In response to an alert and/or at some periodic time, a person at the monitoring station 104 (or some other person) may then perform a virtual visit to the associated home via an audio/video telecommunications system 116 as indicated by block 520. For example, the person at the monitoring station 104 may contact the person to follow up on why the oven door is open and/or to perform a mental health status check. The database server 102 preferably records the data associated with the virtual visit as indicated by block 522. For example, the explanation for the oven door being open may be that the client was cleaning the oven.

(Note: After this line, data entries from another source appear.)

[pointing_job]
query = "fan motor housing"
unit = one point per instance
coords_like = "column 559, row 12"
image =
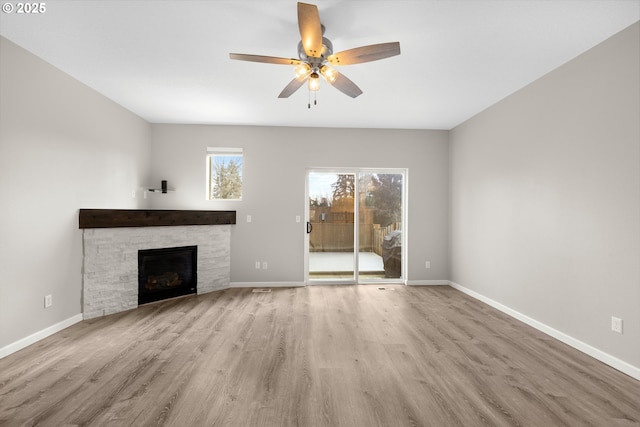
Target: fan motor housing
column 327, row 50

Similarly, a person may perform an actual visit to the associated home as indicated by block 524. For example, a professional medical service provider (e.g., doctor, nurse, or aide), a companion service worker, and a professional non-medical service provider (e.g., accountant or lawyer) may visit the home and record data associated with the visit. The database server 102 preferably records the data associated with the actual visit as indicated by block 526. For example, a visiting nurse may take medical readings and/or ask the person in the home certain predetermined questions. The visiting professional may then enter the results of the medical readings and/or responses to the predetermined questions into a wireless communications device 128. The wireless communications device 128 sends this data to the database server 102 via the home controller 108.

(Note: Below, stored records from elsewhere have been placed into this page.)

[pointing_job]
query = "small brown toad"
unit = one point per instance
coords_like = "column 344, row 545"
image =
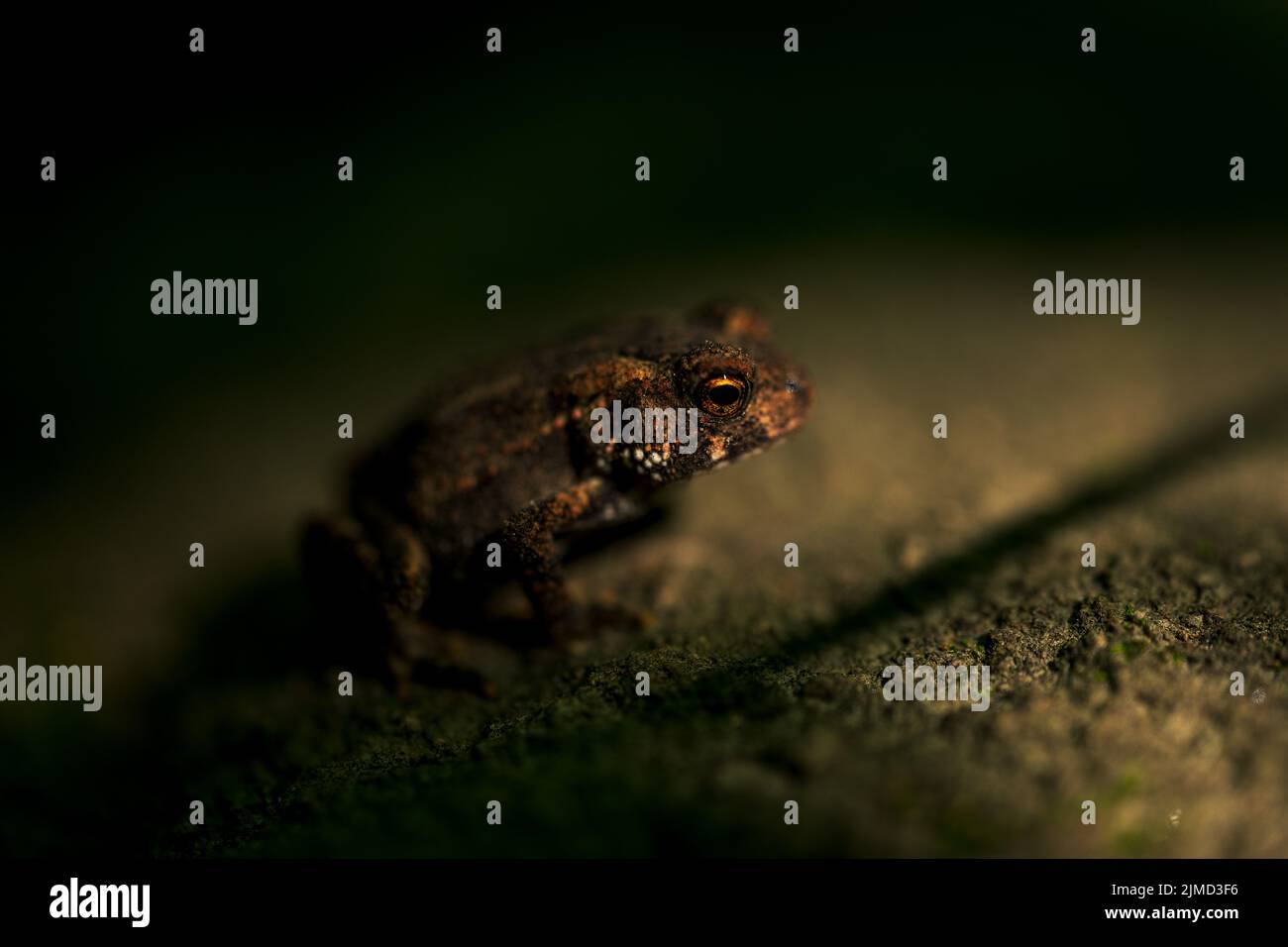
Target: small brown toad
column 478, row 487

Alternatively, an automated phone based system may prompt the visiting professional for answers to a short list of questions specific to that senior. The automated system may contact the visiting professional at the residence at a predetermined time, or the visiting professional may dial a predetermined phone number. The prompts may be in any language (based on the needs of the home care visitor). For example, the system may ask the visiting professional to enter the senior's weight. The responses may be touch tone responses or verbal responses. For example, the visiting professional could enter the senior's weight on the phone keypad or speak the answer in to the phone. The remote care provider 105 preferably records verbal responses digitally so the responses may be forwarded and/or retrieved to/by interested parties such as doctors and family members. The verbal response may also be recorded in an analog format and/or digitized after recording.
In summary, methods and apparatus for providing in-residence care have been provided. The foregoing description has been presented for the purposes of illustration and description. It is not intended to be exhaustive or to limit the invention to the exemplary embodiments disclosed. Many modifications and variations are possible in light of the above teachings. It is intended that the scope of the invention be limited not by this detailed description of examples, but rather by the claims appended hereto.